Весной 860 года византийский император Михаил III увёл на войну с арабами сорокатысячное войско, а свой флот отправил на Крит бороться с пиратами. В Константинополе осталась практически одна лишь городская стража. Разведка русов сработала великолепно и утром 18 июня русский флот то ли из 200, то ли из 360 кораблей (данные источников разнятся) был уже у стен Царьграда и без каких-либо препятствий высадил десант. Началась осада столицы Ромейской империи. Русские летописи, от ПВЛ до самых поздних, приписывают это предприятие князю Аскольду.
«Неожиданное нашествие варваров», — писал впоследствии патриарх Фотий в одной из своих проповедей, — «не дало времени молве возвестить о нём, дабы можно было придумать что-нибудь для безопасности». Михаил III, оставив войска в Малой Азии, с риском для жизни пробрался в осаждённый город, чтобы возглавить его оборону, но первую свою ночь в столице провёл не на стенах города, а на каменных плитах храма во Влахернах, на пару с патриархом Фотием вымаливая заступничества у Богородицы.

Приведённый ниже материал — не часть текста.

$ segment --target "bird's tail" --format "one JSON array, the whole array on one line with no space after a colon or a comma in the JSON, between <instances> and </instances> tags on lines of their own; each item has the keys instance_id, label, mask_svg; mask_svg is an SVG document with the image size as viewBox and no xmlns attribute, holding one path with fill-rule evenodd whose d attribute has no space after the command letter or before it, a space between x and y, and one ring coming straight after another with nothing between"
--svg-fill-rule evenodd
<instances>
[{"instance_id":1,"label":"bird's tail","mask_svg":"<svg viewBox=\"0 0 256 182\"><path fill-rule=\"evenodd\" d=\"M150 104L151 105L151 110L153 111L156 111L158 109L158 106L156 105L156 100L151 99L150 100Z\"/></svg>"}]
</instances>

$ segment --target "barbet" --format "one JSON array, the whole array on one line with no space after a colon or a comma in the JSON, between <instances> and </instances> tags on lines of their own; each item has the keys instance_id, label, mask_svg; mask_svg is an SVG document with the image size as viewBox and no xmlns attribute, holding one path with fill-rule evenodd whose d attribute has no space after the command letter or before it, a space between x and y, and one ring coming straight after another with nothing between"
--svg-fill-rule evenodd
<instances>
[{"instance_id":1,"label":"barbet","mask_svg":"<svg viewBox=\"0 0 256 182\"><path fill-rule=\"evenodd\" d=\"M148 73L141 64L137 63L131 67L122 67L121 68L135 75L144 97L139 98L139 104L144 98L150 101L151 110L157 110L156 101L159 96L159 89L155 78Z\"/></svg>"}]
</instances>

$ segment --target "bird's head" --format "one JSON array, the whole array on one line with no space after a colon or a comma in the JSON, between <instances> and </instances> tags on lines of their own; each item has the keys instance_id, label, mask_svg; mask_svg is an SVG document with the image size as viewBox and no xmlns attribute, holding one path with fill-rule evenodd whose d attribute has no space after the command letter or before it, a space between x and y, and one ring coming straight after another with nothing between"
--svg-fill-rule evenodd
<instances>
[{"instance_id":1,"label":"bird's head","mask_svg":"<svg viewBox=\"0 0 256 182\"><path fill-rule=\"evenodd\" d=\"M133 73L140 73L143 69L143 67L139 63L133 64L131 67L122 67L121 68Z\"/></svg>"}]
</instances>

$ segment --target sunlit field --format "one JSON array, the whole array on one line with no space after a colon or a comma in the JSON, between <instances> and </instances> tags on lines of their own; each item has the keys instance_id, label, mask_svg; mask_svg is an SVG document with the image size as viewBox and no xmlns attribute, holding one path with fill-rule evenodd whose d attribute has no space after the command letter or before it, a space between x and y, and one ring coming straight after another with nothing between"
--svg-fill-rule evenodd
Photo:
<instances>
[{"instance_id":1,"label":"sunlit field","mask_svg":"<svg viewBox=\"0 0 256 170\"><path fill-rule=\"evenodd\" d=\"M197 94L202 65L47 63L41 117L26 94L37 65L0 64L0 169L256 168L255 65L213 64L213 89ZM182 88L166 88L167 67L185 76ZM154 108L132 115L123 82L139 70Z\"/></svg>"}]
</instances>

Затем духовные иерархи организовали эвакуацию ценностей храма подальше от крепостных стен, в центр Константинополя. В спешке золотой и серебряный наряд раки, в которой хранилась риза Богородицы, рубили топорами, как обычное дерево. Святыню достали и, развернув, показали собравшемуся во Влахернах народу, а затем, не прекращая молений, перенесли в храм святой Софии.
«Ясно покажи, что град укрепляется твоею силою; сколько душ и градов взято уже варварами, — воззови их и выкупи, яко её всемогущая; даруй же и мир крепкий жителям града твоего», — молили греки Богородицу. "Я вижу, как народ грубый и жестокий окружает город, расхищает городские предместья, все истребляет, все губит — нивы, пастбища, стада, женщин, детей, старцев, юношей, — всех поражает мечом, никого не жалея, никого не щадя. Всеобщая гибель! Он, как саранча на жатву и как плесень на виноград, или, лучше, как зной или Тифон, или наводнение, или не знаю, что назвать, напал на нашу страну и истребил целое поколение жителей" - писал патриарх Фотий.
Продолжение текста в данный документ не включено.